A Burning Hot Summer
Philippe Garrel’s “A Burning Hot Summer” could be interpreted as yet another tangentially self biographical tale of tortured young love, but its more hopeful and engaging than many of his previous examinations. Yes there are bouts of suicide and depression, affairs and charged fights, but “A Burning Hot Summer” at least allows the escape of one young couple into much happier times. Frederic (Louis Garrel) is a painter married to successful actress Angele (the beautiful Monica Bellucci) when he meets Paul (Jerome Rabart). Paul eventually falls in love with Elisabeth (Celine Sallette). Frederic invites Paul and Elisabeth to live with them in Rome while Angele works on a movie. Their initial idyllic setting gives way to jealousy and boredom. The more disastrous of the pair is Garrel and Bellucci, constantly unhappy and seeking other partners. While director Garrel focuses most of the pain and anguish on these two, he allows a natural, almost sweet relationship to form between Paul and Elisabeth. If one couple is the ‘amour fou’ Garrel loves to examine, the other is the exact opposite. Filtered through this tale are many of Garrel’s tropes, including a meta-movie overlay as Angele works on a movie (with her new lover no doubt) and one long, unbroken scene as Bellucci dances at a house party. I’m a sucker for such an innocuous moment and it works to dizzying perfection here. “A Burning Hot Summer” deals in mood and surface emotions. At times, it’s difficult to take the film’s pensive and overdone scenario to heart (including a foreshadowing opening scene that drains some of the tension), but when the final scene does occur, I was surprisingly moved.
Based on an acclaimed novel by Don DeLillo (which has its vitriolic fans apparently), David Cronenberg’s “Cosmopolis” is a hermetic, ice cold blooded experiment. In the past, this probably would’ve been a good thing based on the director‘s need to sublimate precision over emotion, but “Cosmopolis” comes off as a crushing bore. Full of long winded, absurd speeches about global capitalism, dwindling fortunes and warped asides about human nature (and an asymmetrical prostate), “Cosmopolis” is essentially a dark parable that appeals to all the people searching for an assault on the ‘one percenters’. Starring Robert Pattinson as some sort of capital mogul, “Cosmopolis” is mostly confined to the back of his stretched limo as he descends across downtown Manhattan while his fortune crumbles on a risky market bet. Cameos by Samantha Morton, Mathieu Almaric, Jay Burachel and Paul Giamatti serve to liven up the deadening tone as best their monotonous conversations can, but the imprisoned backseat and clinical discussions of currency and non sequitors made me nauseous. And when Pattinson steps out into the real world, things get even weirder. A conversation with an old barber…. An explicable murder by a basketball court…. And Pattinson’s uneasy relationship with newlywed wife (Sarah Gadan) all emphasize the cyborgian nature of every character. I’m sure there’s some scathing points in DeLillo’s novel (adapted directly by Cronenberg) but as a film, “Cosmopolis” failed to stimulate me intellectually…. And for Cronenberg that’s a major disappointment.

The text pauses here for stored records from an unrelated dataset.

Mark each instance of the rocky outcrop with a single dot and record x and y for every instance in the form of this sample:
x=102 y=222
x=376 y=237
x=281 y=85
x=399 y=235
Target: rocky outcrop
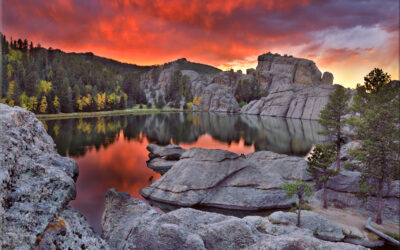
x=320 y=226
x=36 y=185
x=295 y=86
x=218 y=178
x=219 y=98
x=132 y=224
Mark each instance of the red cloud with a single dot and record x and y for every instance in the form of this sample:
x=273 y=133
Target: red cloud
x=213 y=32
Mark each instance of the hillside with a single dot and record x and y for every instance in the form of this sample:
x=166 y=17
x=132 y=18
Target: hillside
x=51 y=81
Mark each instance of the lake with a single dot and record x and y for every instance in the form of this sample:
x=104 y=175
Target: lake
x=111 y=151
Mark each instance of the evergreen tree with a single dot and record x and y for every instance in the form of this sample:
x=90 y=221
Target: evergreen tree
x=301 y=190
x=377 y=124
x=318 y=166
x=160 y=102
x=375 y=80
x=332 y=117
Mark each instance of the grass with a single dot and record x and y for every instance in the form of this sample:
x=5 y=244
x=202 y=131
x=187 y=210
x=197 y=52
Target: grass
x=350 y=235
x=304 y=206
x=393 y=235
x=134 y=110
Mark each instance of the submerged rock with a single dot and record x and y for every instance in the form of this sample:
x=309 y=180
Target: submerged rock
x=219 y=178
x=163 y=158
x=132 y=224
x=36 y=183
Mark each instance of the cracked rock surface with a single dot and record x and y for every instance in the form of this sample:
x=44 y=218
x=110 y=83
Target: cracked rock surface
x=219 y=178
x=36 y=185
x=133 y=224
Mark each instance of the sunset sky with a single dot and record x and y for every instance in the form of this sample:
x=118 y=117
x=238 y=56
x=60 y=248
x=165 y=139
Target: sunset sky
x=346 y=37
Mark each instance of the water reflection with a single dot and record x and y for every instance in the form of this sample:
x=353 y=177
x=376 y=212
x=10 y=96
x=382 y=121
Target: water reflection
x=74 y=137
x=111 y=151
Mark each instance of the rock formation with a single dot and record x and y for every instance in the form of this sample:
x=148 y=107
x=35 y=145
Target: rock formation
x=218 y=178
x=295 y=86
x=36 y=185
x=132 y=224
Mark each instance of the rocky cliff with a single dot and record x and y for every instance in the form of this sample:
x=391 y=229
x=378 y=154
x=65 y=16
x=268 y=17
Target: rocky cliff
x=294 y=87
x=36 y=185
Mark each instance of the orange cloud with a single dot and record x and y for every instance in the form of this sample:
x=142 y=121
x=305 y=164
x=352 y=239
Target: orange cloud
x=220 y=33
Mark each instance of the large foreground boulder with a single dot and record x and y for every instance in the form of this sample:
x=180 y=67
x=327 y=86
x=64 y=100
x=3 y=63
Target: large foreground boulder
x=132 y=224
x=218 y=178
x=36 y=185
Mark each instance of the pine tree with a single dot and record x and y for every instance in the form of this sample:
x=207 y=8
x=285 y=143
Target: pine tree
x=318 y=166
x=56 y=104
x=300 y=189
x=43 y=105
x=332 y=118
x=377 y=104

John Hillcoat makes some violent movies. They feel violent… full of droning soundtrack noises that heighten the tension and an unflinching camera that patiently observes killings and neck snappings and blood and dirt. “Lawless” (his most Hollywood film to date) doesn’t shirk from the violence, creating a highly stylized universe where tommy guns are loud, a hotel room covered in blood is truly traumatic and the big final showdown between two men is draped in shadows. Technically, “Lawless” is peerless. It’s when the characters within his story try to express emotion, vengeance or lust that the story comes to a screeching halt. Following the moonshine exploits of a backwoods Virginia family of Tom Hardy, Jason Clarke and Shia LeBouf, their peaceful criminal dealings come against Chicago special attorney Guy Pearce when he tries to make his mark on the profitable trade. Pearce (a mainstay of Hillcoat) as always, chews the scene with relish, creating a character we all wish was dead. But it’s the clumsy performance of LeBouf and forced love entanglements with female stars Jessica Chastain and Mia Wiskowski that dampen the film’s energy.